Para empeorar las cosas, España tiene un indicador de infraestructura de **15,4 puntos sobre 100**, muy por debajo de la media europea de 31,1. La compra de eléctricos, sin embargo, va más deprisa: en el primer semestre se matricularon más de 141.000 turismos electrificados. Más coches y una red con lagunas es la combinación perfecta para quedarse tirado si no se planifica.
Cómo evitar quedarte sin batería en un viaje largo
La primera regla es no fiarse de lo que marcaba la app hace dos días. Antes de salir, consulta el estado del punto de recarga en tiempo real y, si es posible, revisa los comentarios de otros usuarios. No es paranoia: con un 24% de cargadores fuera de servicio, asumir que todos funcionan es jugar a la ruleta.
- Consulta la app oficial del operador o un mapa con estado en tiempo real.
- Revisa el cable de carga y los conectores: no deben tener cortes ni holguras.
- Localiza un punto alternativo a menos de 30 km de tu ruta principal.
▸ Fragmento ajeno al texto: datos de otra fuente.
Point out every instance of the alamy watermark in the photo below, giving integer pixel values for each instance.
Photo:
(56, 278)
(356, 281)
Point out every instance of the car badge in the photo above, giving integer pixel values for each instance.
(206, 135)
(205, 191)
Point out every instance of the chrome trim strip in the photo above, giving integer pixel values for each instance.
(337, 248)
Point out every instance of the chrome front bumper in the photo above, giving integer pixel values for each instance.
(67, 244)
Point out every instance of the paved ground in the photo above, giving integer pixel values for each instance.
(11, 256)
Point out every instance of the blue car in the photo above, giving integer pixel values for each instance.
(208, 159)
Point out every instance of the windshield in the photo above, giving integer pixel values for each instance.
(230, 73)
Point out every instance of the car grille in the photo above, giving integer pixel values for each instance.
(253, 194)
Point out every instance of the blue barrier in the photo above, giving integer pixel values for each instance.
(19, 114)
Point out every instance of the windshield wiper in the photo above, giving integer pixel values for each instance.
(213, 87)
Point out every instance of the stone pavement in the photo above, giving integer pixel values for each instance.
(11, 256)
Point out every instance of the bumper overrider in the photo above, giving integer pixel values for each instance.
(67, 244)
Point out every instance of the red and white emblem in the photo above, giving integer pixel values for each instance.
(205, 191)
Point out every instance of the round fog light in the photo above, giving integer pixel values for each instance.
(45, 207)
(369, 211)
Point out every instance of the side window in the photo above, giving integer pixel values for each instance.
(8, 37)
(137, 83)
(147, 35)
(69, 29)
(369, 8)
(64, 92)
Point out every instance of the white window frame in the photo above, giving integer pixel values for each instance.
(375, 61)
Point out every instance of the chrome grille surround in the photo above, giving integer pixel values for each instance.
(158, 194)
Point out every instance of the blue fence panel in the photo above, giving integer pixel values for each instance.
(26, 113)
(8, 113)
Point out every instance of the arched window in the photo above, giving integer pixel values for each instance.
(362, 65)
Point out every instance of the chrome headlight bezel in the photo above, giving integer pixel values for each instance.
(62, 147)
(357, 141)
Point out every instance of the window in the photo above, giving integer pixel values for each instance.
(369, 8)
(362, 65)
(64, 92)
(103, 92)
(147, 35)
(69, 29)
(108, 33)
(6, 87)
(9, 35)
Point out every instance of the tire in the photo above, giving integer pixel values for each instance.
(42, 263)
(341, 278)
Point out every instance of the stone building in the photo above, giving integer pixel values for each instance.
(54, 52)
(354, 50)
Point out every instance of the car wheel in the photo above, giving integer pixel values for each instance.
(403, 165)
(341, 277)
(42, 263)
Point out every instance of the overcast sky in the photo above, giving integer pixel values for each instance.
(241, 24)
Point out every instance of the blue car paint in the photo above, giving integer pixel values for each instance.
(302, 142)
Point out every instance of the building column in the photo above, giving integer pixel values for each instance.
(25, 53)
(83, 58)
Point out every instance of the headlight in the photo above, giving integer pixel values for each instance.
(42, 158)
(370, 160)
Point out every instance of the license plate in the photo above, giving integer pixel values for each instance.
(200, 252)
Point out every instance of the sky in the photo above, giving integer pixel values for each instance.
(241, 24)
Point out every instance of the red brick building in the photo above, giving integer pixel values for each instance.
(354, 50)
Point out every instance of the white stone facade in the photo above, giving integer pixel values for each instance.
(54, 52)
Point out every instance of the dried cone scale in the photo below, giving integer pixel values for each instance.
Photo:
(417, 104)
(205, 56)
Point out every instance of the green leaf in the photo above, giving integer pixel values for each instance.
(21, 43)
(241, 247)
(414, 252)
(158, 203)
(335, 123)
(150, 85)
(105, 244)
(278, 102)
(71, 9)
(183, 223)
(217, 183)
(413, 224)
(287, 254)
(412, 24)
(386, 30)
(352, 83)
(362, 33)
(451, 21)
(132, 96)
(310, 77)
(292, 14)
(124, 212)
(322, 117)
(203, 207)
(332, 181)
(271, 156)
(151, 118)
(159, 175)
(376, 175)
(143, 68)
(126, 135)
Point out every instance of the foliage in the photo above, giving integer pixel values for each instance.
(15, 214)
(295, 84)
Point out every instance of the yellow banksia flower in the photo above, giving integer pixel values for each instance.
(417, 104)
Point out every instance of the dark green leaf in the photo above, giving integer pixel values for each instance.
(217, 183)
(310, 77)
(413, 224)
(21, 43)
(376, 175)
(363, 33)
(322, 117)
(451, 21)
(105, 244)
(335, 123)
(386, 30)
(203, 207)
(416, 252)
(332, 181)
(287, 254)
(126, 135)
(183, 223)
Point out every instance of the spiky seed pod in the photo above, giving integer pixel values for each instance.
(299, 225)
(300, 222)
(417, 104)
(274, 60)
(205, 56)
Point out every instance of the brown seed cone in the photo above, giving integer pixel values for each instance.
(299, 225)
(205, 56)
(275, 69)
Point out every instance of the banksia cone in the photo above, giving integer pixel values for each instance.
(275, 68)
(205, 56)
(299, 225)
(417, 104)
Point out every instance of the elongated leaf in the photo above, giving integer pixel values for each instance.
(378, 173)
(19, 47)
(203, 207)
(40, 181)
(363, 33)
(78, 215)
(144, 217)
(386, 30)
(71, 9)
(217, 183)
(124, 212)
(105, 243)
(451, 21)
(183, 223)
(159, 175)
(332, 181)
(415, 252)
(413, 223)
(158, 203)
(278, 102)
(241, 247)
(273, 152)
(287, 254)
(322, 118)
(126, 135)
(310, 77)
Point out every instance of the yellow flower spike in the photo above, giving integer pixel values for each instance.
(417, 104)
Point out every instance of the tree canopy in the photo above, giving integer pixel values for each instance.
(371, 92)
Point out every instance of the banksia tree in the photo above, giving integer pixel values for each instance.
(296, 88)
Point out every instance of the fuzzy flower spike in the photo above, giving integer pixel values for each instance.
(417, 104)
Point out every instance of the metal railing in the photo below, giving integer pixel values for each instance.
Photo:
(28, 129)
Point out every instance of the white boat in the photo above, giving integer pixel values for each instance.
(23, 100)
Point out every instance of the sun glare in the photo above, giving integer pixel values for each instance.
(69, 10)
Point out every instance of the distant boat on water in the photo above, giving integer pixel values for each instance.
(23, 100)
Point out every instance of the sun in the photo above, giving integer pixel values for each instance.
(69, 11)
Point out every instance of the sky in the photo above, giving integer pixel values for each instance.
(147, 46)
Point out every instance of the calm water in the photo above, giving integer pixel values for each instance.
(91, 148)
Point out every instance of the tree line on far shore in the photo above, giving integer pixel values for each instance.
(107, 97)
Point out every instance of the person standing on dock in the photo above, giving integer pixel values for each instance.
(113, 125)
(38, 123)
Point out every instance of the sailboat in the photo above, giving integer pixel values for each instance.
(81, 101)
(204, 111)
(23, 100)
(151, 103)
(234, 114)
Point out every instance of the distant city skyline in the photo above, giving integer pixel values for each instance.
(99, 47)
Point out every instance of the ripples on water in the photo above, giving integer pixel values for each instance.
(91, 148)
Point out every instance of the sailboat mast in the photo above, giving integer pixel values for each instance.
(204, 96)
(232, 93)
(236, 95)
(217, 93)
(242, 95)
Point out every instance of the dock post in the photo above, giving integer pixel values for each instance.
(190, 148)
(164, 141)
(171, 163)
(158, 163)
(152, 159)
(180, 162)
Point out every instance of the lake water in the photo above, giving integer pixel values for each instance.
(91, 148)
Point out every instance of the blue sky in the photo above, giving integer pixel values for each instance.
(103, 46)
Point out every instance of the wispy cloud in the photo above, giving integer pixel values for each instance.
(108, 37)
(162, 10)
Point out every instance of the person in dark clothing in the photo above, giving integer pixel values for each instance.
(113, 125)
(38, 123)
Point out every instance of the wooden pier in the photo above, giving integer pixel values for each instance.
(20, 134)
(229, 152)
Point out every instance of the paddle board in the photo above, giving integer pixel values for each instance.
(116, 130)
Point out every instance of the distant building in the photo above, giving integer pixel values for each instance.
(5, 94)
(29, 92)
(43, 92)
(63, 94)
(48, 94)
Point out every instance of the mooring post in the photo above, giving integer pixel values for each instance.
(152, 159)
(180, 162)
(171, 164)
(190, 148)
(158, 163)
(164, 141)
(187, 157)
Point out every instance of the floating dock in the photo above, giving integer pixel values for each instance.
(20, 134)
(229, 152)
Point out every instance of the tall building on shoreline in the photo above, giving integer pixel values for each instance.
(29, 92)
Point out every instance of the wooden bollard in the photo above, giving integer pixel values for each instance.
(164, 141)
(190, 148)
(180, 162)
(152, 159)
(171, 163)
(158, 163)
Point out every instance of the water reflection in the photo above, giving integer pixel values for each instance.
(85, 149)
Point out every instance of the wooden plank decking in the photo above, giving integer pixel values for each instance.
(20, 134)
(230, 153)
Revisa también el cable de carga y los conectores. Un **cable** dañado o un adaptador defectuoso convierte un punto operativo en uno inútil. Llévalo siempre en buen estado, protegido y sin cortes en el aislamiento. La batería también quiere cuidados: mantén el nivel de carga entre el 20% y el 80% en el día a día, y evita dejarla caer a cero o cargarla al 100% con frecuencia. Son recomendaciones de los fabricantes para prolongar la vida útil de la batería.
Planifica al menos un **punto de recarga alternativo** en rutas largas, preferiblemente de potencia media o alta. Y no esperes a llegar al 5% para recargar: con un 20-30% de batería restante, empieza a buscar cargador. Si el primero falla, tendrás margen para llegar al segundo sin ansiedad.
Qué se está haciendo para que no fallen los cargadores
El sector es consciente del problema. Firmas de conectividad IoT proponen soluciones de monitorización remota, con tarjetas eSIM y plataformas de gestión que permiten detectar incidencias casi en tiempo real y actualizar los equipos sin desplazamientos. La idea, según expertos del sector, es que cada cargador permanezca conectado y disponible, en lugar de limitarse a sumar instalaciones.
Mientras esa mejora llega, la responsabilidad sigue siendo del conductor: revisar antes de salir, llevar cable en buen estado y cuidar la batería. Evitar cargas rápidas constantes y no dejar el coche enchufado al 100% durante días también ayuda a conservar la autonomía. **Quedarse sin batería lejos de un cargador operativo puede costar entre 80 y 150 euros de grúa o recarga de emergencia**, según las tarifas medias del sector. Mucho más barato es descargarse la app y mirar el estado real de la red.
Mirar el estado real del cargador y tener un plan B cuesta diez minutos; quedarse tirado por un punto estropeado puede arruinarte el viaje y el bolsillo.
🛠️ Guía rápida: revisión y mantenimiento
- Lo que debes revisar: el estado operativo del punto de recarga en la app oficial, el cable y los conectores antes de cada viaje largo.
- Cómo hacerlo: planifica cargadores alternativos, mantén la batería entre el 20% y el 80% y no bajes del 20% sin tener opción de carga.
- Cuánto cuesta: la prevención es gratis; una grúa o recarga de emergencia puede costar entre 80 y 150 euros, según el servicio.